Le jardin cette année a donné fruits et légumes comme rarement, depuis cinquante ans que nous travaillons cette parcelle de terre devant la maison.
Chaleur et sécheresse intenses pourtant, dont nous avons tenté de limiter les effets par l’arrosage. Les quelques orages ont rempli nos cuves d’eau de pluie. Peu de fraises, peu de framboises – les plants souffrent trop du réchauffement – mais une profusion de prunes, de pêches, de pommes, de raisin. Et une quantité de haricots verts, de tomates, de pommes de terre, de potimarrons… les carottes d’hiver et les poireaux sont encore à venir. Nous avons préparé des conserves – plus de quatre-vingt bocaux – des compotes, des confitures. Et les pommes et le raisin ont nourri l’extracteur de jus.
Le jardin est une longue patience d’efforts et de temps consacrée à la terre, à ce qui pousse. Nous avons appris depuis cinquante ans qu’on ne maîtrisait rien, qu’il fallait accepter les aléas, que les efforts intenses parfois ne produisaient rien. La faute aux gels de printemps, à l’excès de chaud, aux parasites parfois, à la sécheresse surtout. Mais quand on récolte, quand on fait ses repas de ce que donne le jardin, c’est un immense bonheur qui rayonne entre nous, sans que j’en sache le pourquoi à ce point, comme si ce cycle végétal nous apprenait la communion intense avec l’univers entier, à partir d’une petite parcelle, à partir de quelques fruitiers.
Et le temps qui va – celui de l’humanité qui saccage allègrement cette terre nourricière – nous apprend la précarité. Quand les saisons maintenant nous comblent à ce point, on sait que c’est en quelque sorte un sursis, comme des moments radieux qui échappent encore au désastre. Et celui-ci, qui plane sur nous, qui rôde sans qu’on ait prise sur lui, nous faits devenir modestes, humbles, et malgré tout presque confiants d’avoir pu encore participer à ce chant fertile et ce dialogue, depuis des millénaires, entre les gestes des hommes et cette terre qui se laisse brasser, remuer – et soudain cela germe et grandit, cela fait nourriture.

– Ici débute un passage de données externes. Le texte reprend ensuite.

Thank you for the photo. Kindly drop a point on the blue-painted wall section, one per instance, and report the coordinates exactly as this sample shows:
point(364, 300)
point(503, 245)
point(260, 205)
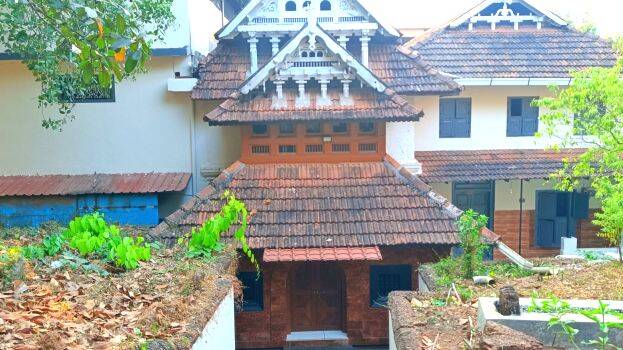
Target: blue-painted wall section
point(129, 209)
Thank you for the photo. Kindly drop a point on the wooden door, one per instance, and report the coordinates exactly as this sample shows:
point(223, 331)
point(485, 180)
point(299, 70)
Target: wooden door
point(317, 297)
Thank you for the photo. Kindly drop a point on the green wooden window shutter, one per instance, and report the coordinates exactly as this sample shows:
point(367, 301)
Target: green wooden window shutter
point(522, 118)
point(455, 117)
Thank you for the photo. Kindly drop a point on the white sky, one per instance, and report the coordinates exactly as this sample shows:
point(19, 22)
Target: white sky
point(605, 14)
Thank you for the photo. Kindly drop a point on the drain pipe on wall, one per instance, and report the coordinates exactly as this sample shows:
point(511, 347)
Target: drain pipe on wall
point(521, 200)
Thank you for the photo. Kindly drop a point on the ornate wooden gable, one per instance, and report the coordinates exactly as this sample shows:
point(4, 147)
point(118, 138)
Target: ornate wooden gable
point(515, 13)
point(275, 18)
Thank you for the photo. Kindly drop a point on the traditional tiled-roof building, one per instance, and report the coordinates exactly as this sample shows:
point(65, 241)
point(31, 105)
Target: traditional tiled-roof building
point(341, 123)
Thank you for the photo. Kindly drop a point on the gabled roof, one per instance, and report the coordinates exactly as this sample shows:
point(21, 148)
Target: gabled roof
point(312, 30)
point(253, 4)
point(367, 104)
point(325, 205)
point(537, 9)
point(508, 53)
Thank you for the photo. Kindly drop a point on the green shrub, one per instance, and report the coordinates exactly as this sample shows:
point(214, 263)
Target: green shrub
point(470, 225)
point(91, 235)
point(206, 240)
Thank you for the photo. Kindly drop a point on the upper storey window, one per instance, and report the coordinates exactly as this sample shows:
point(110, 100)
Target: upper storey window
point(290, 6)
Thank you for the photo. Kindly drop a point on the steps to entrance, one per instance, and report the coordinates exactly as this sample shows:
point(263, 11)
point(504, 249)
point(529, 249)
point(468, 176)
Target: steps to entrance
point(316, 339)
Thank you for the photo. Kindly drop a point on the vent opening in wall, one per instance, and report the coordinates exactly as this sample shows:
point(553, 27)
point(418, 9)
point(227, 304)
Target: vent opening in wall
point(367, 147)
point(287, 149)
point(290, 6)
point(260, 149)
point(313, 148)
point(340, 147)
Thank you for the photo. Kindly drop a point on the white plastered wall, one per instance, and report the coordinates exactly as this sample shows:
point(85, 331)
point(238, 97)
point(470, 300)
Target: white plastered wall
point(488, 125)
point(146, 129)
point(507, 193)
point(217, 147)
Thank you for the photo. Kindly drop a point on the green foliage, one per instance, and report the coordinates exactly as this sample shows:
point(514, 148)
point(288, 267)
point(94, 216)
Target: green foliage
point(91, 235)
point(206, 240)
point(11, 266)
point(126, 252)
point(470, 225)
point(447, 270)
point(88, 42)
point(504, 269)
point(593, 107)
point(560, 308)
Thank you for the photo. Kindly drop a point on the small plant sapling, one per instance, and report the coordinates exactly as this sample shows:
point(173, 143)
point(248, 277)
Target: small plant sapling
point(470, 225)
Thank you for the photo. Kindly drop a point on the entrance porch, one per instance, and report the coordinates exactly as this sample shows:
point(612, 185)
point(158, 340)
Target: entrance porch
point(335, 298)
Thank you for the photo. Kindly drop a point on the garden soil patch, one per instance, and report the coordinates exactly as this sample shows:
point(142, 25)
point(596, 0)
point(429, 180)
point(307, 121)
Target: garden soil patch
point(170, 298)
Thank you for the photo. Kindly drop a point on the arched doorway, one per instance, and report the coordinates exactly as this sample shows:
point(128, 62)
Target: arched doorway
point(317, 297)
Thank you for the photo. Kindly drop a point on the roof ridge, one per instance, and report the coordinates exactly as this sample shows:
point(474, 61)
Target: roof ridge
point(421, 187)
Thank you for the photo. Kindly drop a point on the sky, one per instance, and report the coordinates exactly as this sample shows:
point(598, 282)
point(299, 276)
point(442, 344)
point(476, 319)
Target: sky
point(605, 14)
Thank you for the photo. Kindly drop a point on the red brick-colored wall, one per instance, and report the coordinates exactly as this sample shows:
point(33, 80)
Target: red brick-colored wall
point(364, 325)
point(506, 224)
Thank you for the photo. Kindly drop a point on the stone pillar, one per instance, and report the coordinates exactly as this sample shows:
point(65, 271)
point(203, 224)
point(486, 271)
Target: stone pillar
point(274, 41)
point(346, 88)
point(279, 88)
point(365, 39)
point(301, 88)
point(253, 51)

Si chaque puissant de ce monde – ou qui se croit tel – cultivait lui-même un peu de jardin, de ses mains, est-ce qu’il comprendrait l’appel silencieux, désespéré, des plantes, des arbres ? L’évidence de l’avenir du monde est au cœur du jardin, dont tous les puissants se moquent, occupés qu’ils sont à leur domination. L’évidence de cette communauté, entre la terre et nous, première et qui devrait faire primauté.